December natural gas generation totaled 109.6 TWh, or 33.8% of power generation. The monthly total was up 6.9% from the prior month and up 20.4% from the year-ago month.
Low-priced natural gas continues to upend the power market, as more utilities are taking advantage of the cheap fuel and switching away from coal for electricity generation.
While there is limited capacity for coal-to-gas switching, the trend is likely to continue until natural gas prices climb above $2.50/MMBtu, which is the generally acknowledged level at which Powder River Basin coal becomes competitive with natural gas.
On Friday, the front-month NYMEX Henry Hub natural gas futures price settled at $1.791/MMBtu.
December marked the seventh time in 2015 that natural gas-fired generation surpassed coal-fired generation. Prior to 2015, coal had always been dominant to natural gas for power generation.
Coal generation peaked at 37.9% in February 2015, while natural gas generation peaked at 35.4% in August.

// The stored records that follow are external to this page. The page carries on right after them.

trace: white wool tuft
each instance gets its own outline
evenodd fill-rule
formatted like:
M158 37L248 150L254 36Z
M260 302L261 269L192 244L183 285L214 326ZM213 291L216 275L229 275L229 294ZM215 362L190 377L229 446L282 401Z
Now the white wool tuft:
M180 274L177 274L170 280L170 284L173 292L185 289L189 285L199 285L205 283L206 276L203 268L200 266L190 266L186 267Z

For the full year, coal edged out natural gas generation, 33.2% to 32.7%, respectively. In 2014, coal generation accounted for 38.6% of power generation and natural gas 27.5%.
Coal had been as high as 49.6% of US generation in 2005, and natural gas totaled 18.8% of generation the same year.
According to the EIA report, total US power generation came to 4.1 million TWh in 2015, down 0.2% from 2014. US power generation peaked at 4.2 million TWh in 2007.